Critiques of Current AI Investment
Some argue that these large seed rounds are “stupid bets” and “financially illiterate” [01:17:03].
- Subsidizing CAPEX: Investing $100 million into a startup primarily to buy compute is seen as subsidizing capital expenditures (CAPEX), a role typically handled by banks with lower hurdle rates [01:25:12].
- Dilution: Giving up 40% of equity for CAPEX when equipment leases could be an alternative is questioned [01:38:33].
- Cost Curve Acceleration: The cost of training AI models is rapidly decreasing. For example, what cost OpenAI 5-10 million in 18 months [01:35:17]. This means early investments in model training may quickly lose value [01:35:41].
- Distraction for Founders: Large upfront funding can be a “huge distraction” for founders, potentially leading to inflated salaries and a lack of necessary “constraint” that fosters innovation [01:17:17].

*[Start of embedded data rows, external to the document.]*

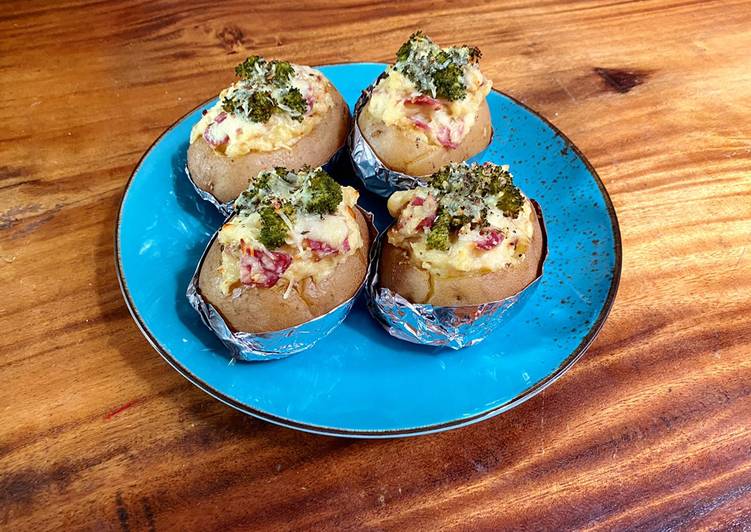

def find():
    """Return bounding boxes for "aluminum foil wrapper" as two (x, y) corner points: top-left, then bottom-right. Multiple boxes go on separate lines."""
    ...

(347, 78), (427, 198)
(365, 201), (548, 349)
(185, 209), (377, 361)
(185, 143), (347, 216)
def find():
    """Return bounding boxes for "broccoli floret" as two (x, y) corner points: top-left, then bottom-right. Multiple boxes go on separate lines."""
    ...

(271, 61), (295, 87)
(247, 92), (276, 122)
(396, 31), (427, 62)
(258, 205), (288, 250)
(497, 181), (524, 218)
(235, 55), (266, 79)
(281, 87), (308, 120)
(427, 211), (451, 251)
(222, 96), (238, 113)
(433, 63), (467, 101)
(305, 170), (342, 216)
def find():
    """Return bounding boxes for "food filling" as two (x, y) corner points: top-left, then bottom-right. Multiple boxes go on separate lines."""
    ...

(363, 32), (492, 149)
(218, 168), (364, 298)
(388, 163), (535, 277)
(190, 56), (334, 157)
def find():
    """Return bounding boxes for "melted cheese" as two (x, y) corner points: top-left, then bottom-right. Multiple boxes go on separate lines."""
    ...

(363, 65), (493, 149)
(190, 65), (334, 157)
(388, 190), (534, 277)
(218, 187), (364, 295)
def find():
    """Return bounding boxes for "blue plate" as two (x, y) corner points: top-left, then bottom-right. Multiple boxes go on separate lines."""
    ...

(116, 63), (621, 437)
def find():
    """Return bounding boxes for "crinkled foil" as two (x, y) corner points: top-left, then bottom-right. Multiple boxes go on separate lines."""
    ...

(185, 209), (377, 361)
(365, 201), (548, 349)
(185, 143), (347, 216)
(347, 81), (427, 198)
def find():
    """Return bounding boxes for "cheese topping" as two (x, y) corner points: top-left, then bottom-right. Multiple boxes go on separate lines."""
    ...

(218, 169), (364, 296)
(388, 163), (535, 277)
(190, 58), (334, 157)
(362, 34), (492, 149)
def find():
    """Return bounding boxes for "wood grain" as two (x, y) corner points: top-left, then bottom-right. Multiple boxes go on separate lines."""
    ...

(0, 0), (751, 530)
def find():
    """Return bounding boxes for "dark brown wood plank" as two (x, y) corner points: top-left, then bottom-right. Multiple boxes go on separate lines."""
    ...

(0, 0), (751, 530)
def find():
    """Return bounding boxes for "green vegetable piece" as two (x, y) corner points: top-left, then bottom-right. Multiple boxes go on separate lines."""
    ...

(247, 92), (276, 123)
(271, 61), (295, 87)
(258, 205), (289, 250)
(497, 180), (524, 218)
(427, 211), (451, 251)
(305, 170), (342, 216)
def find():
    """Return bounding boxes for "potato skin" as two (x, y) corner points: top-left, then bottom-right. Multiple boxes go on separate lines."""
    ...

(188, 85), (350, 203)
(378, 211), (544, 307)
(357, 100), (493, 176)
(198, 209), (370, 333)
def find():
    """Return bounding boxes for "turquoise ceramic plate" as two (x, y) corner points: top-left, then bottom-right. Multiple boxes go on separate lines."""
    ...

(116, 63), (621, 437)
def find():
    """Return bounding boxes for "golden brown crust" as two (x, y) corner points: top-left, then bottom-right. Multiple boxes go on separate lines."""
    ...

(378, 211), (544, 306)
(188, 86), (350, 203)
(357, 100), (493, 176)
(198, 210), (370, 333)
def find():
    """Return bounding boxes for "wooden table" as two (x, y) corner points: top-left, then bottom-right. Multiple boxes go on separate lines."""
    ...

(0, 0), (751, 530)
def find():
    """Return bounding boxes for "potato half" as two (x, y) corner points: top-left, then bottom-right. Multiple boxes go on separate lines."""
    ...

(198, 209), (370, 333)
(357, 100), (493, 180)
(378, 209), (545, 307)
(188, 86), (350, 203)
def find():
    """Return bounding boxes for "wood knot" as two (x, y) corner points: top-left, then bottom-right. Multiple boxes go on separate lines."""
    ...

(216, 26), (245, 52)
(594, 67), (648, 94)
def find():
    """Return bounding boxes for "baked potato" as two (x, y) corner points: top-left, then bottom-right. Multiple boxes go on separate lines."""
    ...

(357, 32), (493, 176)
(378, 163), (545, 307)
(188, 56), (350, 203)
(198, 168), (370, 333)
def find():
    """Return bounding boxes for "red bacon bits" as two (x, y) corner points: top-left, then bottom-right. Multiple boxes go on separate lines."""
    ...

(305, 89), (316, 115)
(475, 229), (503, 251)
(415, 213), (436, 231)
(435, 127), (459, 150)
(410, 116), (430, 131)
(240, 243), (292, 288)
(303, 238), (340, 260)
(404, 94), (441, 109)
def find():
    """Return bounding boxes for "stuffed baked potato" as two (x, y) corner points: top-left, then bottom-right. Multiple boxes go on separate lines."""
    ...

(357, 32), (492, 176)
(379, 163), (545, 306)
(188, 56), (350, 203)
(198, 168), (370, 333)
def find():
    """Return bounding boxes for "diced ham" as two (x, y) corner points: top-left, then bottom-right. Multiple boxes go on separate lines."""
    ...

(410, 116), (430, 131)
(435, 126), (459, 150)
(240, 246), (292, 288)
(404, 94), (441, 109)
(397, 195), (438, 233)
(303, 238), (340, 260)
(475, 228), (503, 251)
(203, 123), (229, 148)
(415, 213), (436, 231)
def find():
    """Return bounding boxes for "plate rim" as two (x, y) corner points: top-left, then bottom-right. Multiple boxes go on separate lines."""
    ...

(114, 61), (623, 439)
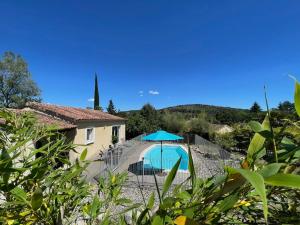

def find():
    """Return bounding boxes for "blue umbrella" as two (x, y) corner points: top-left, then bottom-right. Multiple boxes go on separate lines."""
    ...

(142, 130), (183, 172)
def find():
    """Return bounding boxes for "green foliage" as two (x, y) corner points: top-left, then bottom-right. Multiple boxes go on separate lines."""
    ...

(250, 102), (261, 113)
(106, 100), (118, 115)
(278, 101), (295, 114)
(0, 80), (300, 225)
(0, 111), (132, 224)
(0, 52), (40, 108)
(130, 80), (300, 224)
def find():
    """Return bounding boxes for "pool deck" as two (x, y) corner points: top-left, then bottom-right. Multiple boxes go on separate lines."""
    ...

(88, 141), (240, 186)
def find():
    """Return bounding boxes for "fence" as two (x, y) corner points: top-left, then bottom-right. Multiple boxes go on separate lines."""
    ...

(95, 135), (239, 186)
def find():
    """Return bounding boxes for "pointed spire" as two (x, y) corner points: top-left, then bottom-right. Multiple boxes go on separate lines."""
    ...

(94, 73), (101, 110)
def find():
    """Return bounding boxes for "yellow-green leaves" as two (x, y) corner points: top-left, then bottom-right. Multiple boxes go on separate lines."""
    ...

(10, 187), (26, 203)
(247, 115), (270, 163)
(231, 169), (268, 221)
(188, 146), (196, 187)
(265, 174), (300, 188)
(31, 187), (43, 211)
(294, 78), (300, 116)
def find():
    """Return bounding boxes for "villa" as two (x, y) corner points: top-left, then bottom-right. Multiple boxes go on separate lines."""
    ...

(5, 102), (126, 161)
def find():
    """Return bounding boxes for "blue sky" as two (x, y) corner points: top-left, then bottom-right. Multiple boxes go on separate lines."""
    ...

(0, 0), (300, 110)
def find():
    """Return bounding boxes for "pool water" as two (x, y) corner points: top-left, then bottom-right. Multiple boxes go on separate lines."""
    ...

(144, 145), (188, 170)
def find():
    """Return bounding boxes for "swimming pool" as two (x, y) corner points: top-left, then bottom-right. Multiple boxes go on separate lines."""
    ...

(142, 144), (188, 170)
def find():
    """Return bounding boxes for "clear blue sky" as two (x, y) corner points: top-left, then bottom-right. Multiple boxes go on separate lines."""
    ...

(0, 0), (300, 110)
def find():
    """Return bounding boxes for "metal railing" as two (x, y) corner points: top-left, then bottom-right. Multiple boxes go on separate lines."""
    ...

(97, 135), (239, 186)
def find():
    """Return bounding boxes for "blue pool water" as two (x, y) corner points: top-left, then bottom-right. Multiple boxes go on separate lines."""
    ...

(144, 145), (188, 170)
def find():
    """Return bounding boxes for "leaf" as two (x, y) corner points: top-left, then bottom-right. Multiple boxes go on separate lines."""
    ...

(174, 216), (197, 225)
(10, 187), (27, 203)
(258, 163), (283, 178)
(265, 173), (300, 188)
(80, 148), (87, 161)
(31, 187), (43, 211)
(136, 208), (149, 224)
(162, 157), (181, 197)
(294, 80), (300, 116)
(247, 115), (270, 162)
(151, 215), (164, 225)
(188, 146), (196, 187)
(90, 196), (100, 218)
(147, 192), (155, 209)
(217, 194), (239, 212)
(117, 203), (142, 215)
(232, 168), (268, 221)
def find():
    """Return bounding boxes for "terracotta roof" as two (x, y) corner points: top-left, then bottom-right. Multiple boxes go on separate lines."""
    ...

(0, 108), (77, 130)
(24, 109), (77, 130)
(28, 102), (125, 123)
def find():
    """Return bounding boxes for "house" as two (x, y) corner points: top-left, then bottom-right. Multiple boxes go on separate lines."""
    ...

(8, 102), (125, 161)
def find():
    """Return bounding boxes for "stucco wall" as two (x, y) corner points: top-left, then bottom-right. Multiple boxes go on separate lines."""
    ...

(68, 121), (125, 161)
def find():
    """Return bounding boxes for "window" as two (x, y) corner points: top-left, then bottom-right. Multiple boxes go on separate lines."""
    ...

(112, 126), (120, 144)
(85, 127), (95, 144)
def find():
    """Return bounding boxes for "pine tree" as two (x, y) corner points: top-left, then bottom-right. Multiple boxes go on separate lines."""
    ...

(94, 74), (102, 110)
(250, 102), (261, 113)
(106, 100), (117, 115)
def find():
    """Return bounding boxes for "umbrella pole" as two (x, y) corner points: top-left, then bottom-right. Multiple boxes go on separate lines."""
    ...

(160, 141), (162, 173)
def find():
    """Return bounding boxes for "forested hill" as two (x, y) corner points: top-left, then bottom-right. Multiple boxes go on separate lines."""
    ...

(123, 104), (257, 124)
(161, 104), (252, 124)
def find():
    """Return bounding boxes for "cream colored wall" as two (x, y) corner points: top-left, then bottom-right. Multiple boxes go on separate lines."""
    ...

(70, 122), (125, 161)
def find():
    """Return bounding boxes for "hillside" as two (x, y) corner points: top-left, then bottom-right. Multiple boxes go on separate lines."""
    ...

(123, 104), (260, 124)
(161, 104), (253, 124)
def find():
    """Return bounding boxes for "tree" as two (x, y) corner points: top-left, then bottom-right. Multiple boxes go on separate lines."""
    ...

(0, 52), (40, 108)
(278, 101), (295, 113)
(106, 100), (118, 115)
(250, 102), (261, 113)
(94, 74), (102, 110)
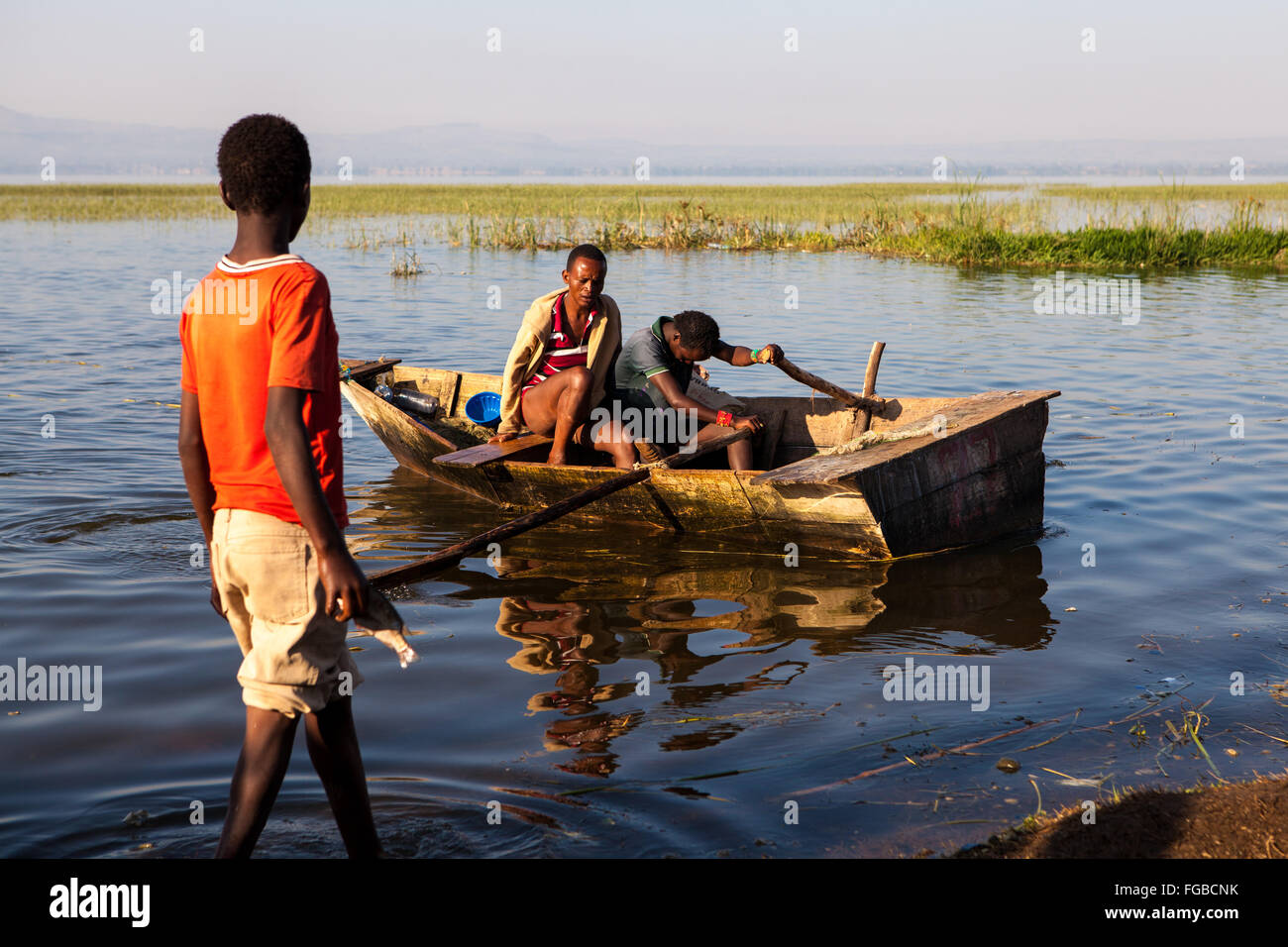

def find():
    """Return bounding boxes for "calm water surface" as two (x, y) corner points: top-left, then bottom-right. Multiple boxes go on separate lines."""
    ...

(0, 222), (1288, 857)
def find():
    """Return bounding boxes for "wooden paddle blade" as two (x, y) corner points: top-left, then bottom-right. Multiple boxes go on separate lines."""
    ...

(434, 434), (554, 467)
(774, 356), (885, 414)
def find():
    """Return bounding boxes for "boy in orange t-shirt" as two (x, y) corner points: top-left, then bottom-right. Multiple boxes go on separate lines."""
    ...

(179, 115), (380, 858)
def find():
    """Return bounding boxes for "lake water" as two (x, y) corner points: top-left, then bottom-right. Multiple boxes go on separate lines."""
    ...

(0, 222), (1288, 857)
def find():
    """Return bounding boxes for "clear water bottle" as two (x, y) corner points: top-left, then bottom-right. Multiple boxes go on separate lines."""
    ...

(386, 388), (438, 417)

- Regulatory Environment: The current regulatory climate in Washington D.C. makes it difficult for hyperscalers to acquire AI companies for over $1 billion, limiting exit opportunities for startups [01:32:55]. This creates a “two-sided problem”: high funding costs and undermined downside protection [01:34:31].
- Comparison to Past Bubbles: The current AI funding environment is compared to the internet search bubble of 1997-98 and the social networking boom, where many companies went to zero despite the overall market being right [01:19:24].
Opportunities in AI Investment
Despite the risks, AI is considered a “major platform disruption” [01:31:25]. Opportunities are seen in:
- Application and Tooling Layers: Businesses solving real problems in the application and tooling layers, rather than just large model development [01:31:54]. These can build sustainable advantages through customer base and features [01:37:33].
- First-Mover Advantage: While compute costs decline, securing a first-mover advantage in certain AI agent positions can be highly valuable [01:42:30].
Conclusion
The AI landscape presents both immense opportunities and significant financial risks. The ability to discern between genuine value creation and financially illiterate capital allocation is crucial for investors. The shift from traditional web models to knowledge extraction and intelligent agents is a “tectonic” shift [01:54:34], but the optimal investment strategies remain an evolving challenge.